Last weekend the sun dragged the three of us down to Cardiff Bay. Since we first moved to South Wales over 20 years ago this once neglected corner of Cardiff has gone through a transformation. Then the bay was open to the huge tidal range at occurs in the Severn Estuary, leaving large expanses of mud flats when the tide was out, although not pretty to look at is was a place where wading birds gathered in large numbers. The loss of a large winter feeding area for migrating birds led to the development of the Newport Wetlands further east into a large nature reserve. Controversially it was decided to build a barrage across the bay, creating a large freshwater lake. This was accompanied with investments from business building major office complexes, government spending on new theatres, the Welsh Assembly, cultural landmarks and the development of the old docks with private flats.
The transformation has been impressive, and also includes a vibrant restaurant quarter where you can choose from traditional pubs, Italian, Persian, Chinese and an American Dinner. It is now possible to walk all the way around the Bay, and Aunty and I have done this in the past, but with Number One Daughter included today we took the easy route over to the Penarth Marina, and took the water bus back to the Waterfront. Along the paths butterflies patrolled and fought to be the first to breed with any passing females.
However, this small piece of disagreeable evidence of lazy selfish behaviour was countered by the planting of annual plants along sections of the path creating riots of colours as the sunlight hit the flowers.
There is still part of the port complex still working, and the line of large cargo cranes remain visible on the sky line.
The large freshwater lake is now a Mecca for yachting and boating. Aunty and I keep on thinking one day we will get our act together and join the yacht club to learn to sail one of the little sail boats. One day!
I imagine if we ever do have a go we’d spend most of our time in the water like the chap below who was struggling to get his boat upright again.
The barrage separating the estuary for the bay is pretty impressive up close. There are three locks built into the barrage itself that allows the boats to come and go.
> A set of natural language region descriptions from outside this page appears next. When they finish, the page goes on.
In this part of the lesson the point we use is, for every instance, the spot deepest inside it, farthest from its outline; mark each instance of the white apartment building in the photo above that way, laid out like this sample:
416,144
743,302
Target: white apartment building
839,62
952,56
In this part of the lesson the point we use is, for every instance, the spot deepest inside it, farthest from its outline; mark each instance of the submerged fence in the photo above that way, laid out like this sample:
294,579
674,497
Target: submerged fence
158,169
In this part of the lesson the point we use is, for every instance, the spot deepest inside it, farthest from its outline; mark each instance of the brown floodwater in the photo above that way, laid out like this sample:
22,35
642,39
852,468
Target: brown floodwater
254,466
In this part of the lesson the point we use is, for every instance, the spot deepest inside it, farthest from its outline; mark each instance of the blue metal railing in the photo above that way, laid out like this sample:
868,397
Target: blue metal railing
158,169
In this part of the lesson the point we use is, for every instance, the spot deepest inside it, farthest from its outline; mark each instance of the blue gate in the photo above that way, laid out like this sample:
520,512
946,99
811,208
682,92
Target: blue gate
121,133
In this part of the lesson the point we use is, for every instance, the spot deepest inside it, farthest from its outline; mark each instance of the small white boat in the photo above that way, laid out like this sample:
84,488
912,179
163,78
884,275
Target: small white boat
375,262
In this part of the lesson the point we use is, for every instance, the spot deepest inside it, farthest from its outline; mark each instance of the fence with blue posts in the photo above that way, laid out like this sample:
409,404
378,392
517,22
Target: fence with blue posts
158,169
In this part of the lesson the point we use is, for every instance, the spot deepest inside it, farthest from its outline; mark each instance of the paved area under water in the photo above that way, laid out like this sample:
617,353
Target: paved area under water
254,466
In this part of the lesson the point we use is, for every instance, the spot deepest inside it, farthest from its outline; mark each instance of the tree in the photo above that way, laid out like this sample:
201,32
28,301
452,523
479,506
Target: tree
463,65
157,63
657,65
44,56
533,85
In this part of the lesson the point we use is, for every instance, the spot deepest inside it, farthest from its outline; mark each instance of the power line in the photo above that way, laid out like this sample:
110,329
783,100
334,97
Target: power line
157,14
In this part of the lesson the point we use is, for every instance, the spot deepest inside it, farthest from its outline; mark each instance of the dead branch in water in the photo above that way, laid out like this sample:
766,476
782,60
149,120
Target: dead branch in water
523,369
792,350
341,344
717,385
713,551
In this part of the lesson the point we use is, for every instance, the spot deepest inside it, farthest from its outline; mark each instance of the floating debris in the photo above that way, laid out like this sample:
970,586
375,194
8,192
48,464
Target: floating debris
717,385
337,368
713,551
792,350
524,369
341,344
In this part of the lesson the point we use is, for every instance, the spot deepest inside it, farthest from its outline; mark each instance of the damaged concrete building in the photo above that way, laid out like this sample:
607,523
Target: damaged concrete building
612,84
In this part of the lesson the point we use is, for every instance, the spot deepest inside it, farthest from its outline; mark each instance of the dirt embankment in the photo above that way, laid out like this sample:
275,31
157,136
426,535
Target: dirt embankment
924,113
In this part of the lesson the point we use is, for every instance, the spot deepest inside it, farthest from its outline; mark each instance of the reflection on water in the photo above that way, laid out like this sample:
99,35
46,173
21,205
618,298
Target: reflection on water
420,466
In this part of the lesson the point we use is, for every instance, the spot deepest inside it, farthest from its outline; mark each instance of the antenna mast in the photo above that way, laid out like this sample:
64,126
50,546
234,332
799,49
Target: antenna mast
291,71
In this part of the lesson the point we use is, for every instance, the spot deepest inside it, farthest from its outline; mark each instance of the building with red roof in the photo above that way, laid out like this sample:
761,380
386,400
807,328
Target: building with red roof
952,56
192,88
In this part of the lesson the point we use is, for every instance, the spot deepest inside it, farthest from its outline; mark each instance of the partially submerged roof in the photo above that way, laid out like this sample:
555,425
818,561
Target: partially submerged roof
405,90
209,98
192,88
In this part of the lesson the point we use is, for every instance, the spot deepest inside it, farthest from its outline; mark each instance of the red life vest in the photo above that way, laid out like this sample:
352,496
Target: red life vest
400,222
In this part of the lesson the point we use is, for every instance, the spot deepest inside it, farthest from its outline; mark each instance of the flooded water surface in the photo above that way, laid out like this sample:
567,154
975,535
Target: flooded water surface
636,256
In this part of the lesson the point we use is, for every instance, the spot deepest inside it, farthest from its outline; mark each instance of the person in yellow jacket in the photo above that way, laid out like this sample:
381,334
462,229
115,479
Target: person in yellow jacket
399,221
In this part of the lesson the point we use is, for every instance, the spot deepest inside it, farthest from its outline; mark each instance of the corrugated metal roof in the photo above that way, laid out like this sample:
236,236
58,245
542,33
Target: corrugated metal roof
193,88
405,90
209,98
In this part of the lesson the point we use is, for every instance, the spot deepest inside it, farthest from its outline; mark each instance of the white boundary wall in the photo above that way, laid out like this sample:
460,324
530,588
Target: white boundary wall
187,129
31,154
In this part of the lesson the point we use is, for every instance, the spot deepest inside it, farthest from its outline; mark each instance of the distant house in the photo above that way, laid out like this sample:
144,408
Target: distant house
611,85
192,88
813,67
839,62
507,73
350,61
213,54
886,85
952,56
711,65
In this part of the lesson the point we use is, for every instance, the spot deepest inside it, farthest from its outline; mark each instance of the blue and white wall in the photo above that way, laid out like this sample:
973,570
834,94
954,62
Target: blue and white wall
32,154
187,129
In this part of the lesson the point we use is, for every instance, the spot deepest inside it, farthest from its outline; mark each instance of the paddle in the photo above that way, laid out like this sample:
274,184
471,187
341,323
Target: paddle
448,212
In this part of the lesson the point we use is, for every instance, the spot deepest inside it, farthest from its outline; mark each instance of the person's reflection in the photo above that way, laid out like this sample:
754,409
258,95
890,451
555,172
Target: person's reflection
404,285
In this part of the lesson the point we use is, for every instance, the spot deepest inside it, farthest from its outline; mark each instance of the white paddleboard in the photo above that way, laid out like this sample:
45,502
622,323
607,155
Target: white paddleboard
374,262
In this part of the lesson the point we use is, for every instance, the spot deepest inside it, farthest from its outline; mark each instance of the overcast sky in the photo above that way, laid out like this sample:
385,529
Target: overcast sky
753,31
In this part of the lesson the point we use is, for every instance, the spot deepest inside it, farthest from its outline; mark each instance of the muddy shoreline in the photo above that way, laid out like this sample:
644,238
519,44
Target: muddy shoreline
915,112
It is possible to walk over the barrage right around to the Penarth Marina on the other side of the Bay. The old customs house has been converted into a smart restaurant. However, a large part of the complex is still derelict, and all the plans for conversion to date have been denied by the council.
Back in the Bay Area the Pier Head building dominates the water front. This was part of the Administrative area of the old docks when coal was king, and the port was filled with hundreds of ships exporting Welsh coal around the world.the brick red brick building contrasts with everything surrounding it. The clock is known locally as the Welsh Big Ben. It is now used as an exhibition hall.
The Millenium Concert Hall had a rather turbulent inception, with the first set of designs being accepted and then rejected, but eventually is was built, and now stands proud. The design picks out the industrial and natural heritage of Wales incorporating ‘slate cliff’ walls, and a beautiful copper roof that gleams in the sunlight.
After all this culture and walking it was time for lunch, and while the girls sipped cocktails on the veranda I was stuck with a diet coke, having lost the arm wrestle for who would drive home.